Als Genéviève aber an jenem Abende zurückkehrte, war Dianens erster und einziger Gedanke, fort von dem alten Schlosse zu kommen. Aber sie sah ein, daß hierbei, wie sie in ihren Träumen vorausgesetzt hatte, nicht blos ihr Wille hinreichte. Sie konnte ihren Zustand nicht ändern. Sollte sie Boprès verkaufen? Wer denn wollte ihr einen genügenden Preis bieten in einer Zeit, wo nichts seltener als eben Geld war, wo selbst die Soldaten, französische, niederländische und deutsche, sowie sie, vor- oder rückwärts wogend, diese Gegenden passirten, kein Geld besaßen, obgleich sie dasselbe nahmen, wo und wie sie es erlangen konnten? Diana konnte Boprès für einen Spottpreis verschleudern, dann den Preis in irgend einer Stadt verzehren – sehr wahr. Aber dann der rettungslosesten Armuth, die gar keine Wehr mehr gegen das wirkliche Elend besitzt, anheimfallen – eben so wahr. Diana war also, was sie bei dem Gefühle ihres jugendlichen Muthes, bei ihrem unschuldigen Stolze auf sich selbst und ihr ehrwürdiges, edles Geschlecht nie geahnt hatte, die arme Jägerin, die zerlumpte Amazone, wenn auch nicht die Dame von der erbärmlichen Gestalt.

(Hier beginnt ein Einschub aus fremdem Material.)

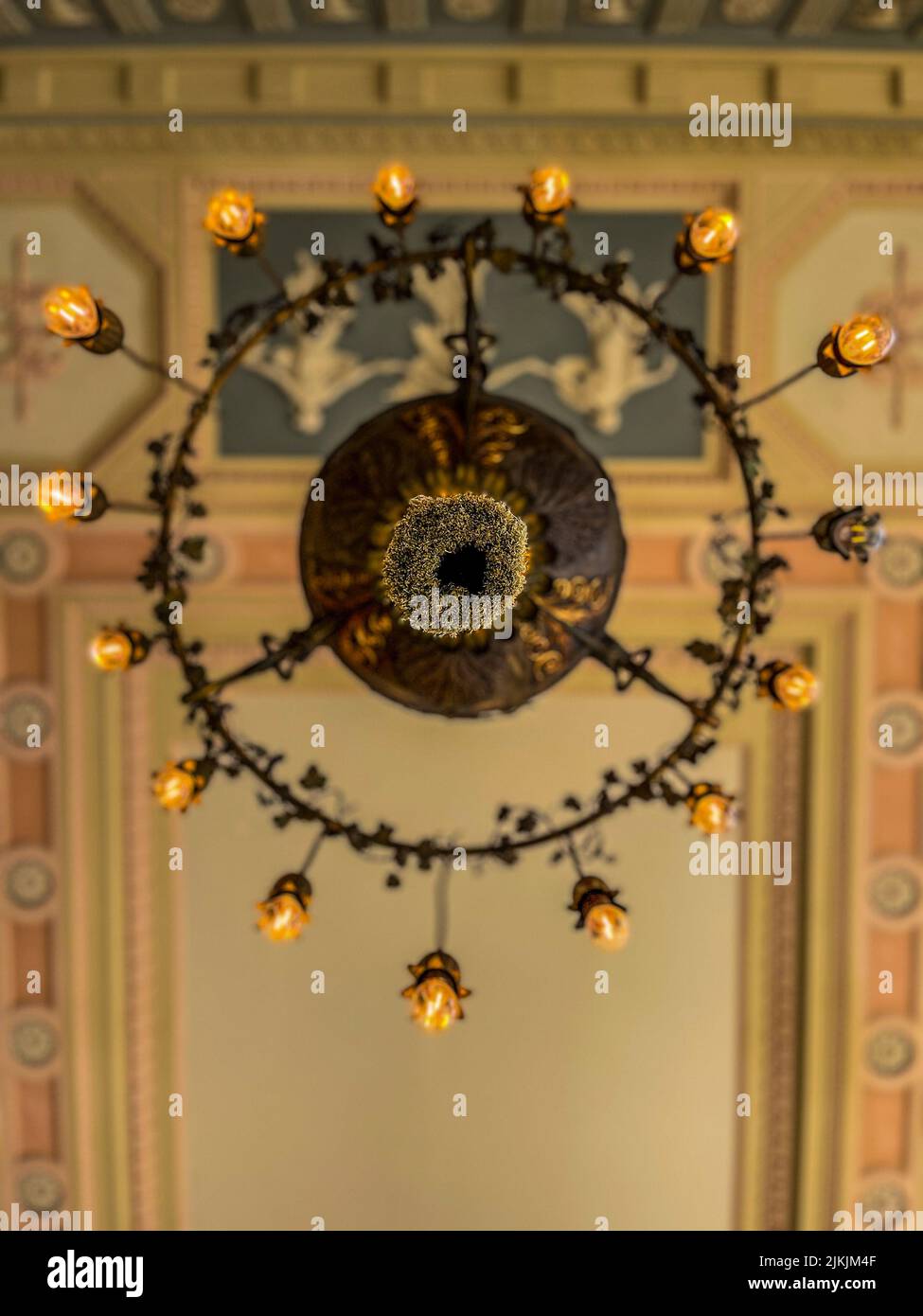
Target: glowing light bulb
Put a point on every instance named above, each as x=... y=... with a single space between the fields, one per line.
x=395 y=187
x=549 y=189
x=865 y=340
x=57 y=499
x=436 y=992
x=710 y=809
x=71 y=312
x=283 y=917
x=607 y=925
x=231 y=216
x=714 y=233
x=435 y=1005
x=175 y=786
x=112 y=650
x=794 y=687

Daß sie wenigstens das Letztere nicht war, ergründete sie vor einem ungeheuer großen, aber vor Alter bereits sehr blind gewordenen Spiegel, dessen ursprüngliche Heimath Paris war. Ihre schlanke, junonisch üppige Gestalt, ihr reiches, dunkelbraunes Haar, die Züge ihres frischen Antlitzes und der glänzende Strahl ihres blauen Auges waren über allen Tadel erhaben. Ihre Haltung war stolz und frei und zeugte von der Federkräftigkeit ihrer ebenmäßigen Glieder, die in frischer Luft gestählt waren. Aber zerlumpt waren die Kleider dieser fürstlichen Gestalt und von Genéviève dabei unterstützt, weinte Diana über die Stellen ihres alten, grauen Tuchkleides, deren verdächtige Beschaffenheit das Abscheulichste, was es in dieser Hinsicht giebt, sauber aufgenähte Flicken nothwendig gemacht hatte. Die Garderoben der Großmutter, der Mutter und der alten Tanten wurden noch an demselben Abende einer strengen Musterung unterworfen, [196] welche es höchst problematisch ließ, ob aus den mürben, sonst so glänzenden Resten mehr als ein einziges Kleid sich für Diana herstellen lasse.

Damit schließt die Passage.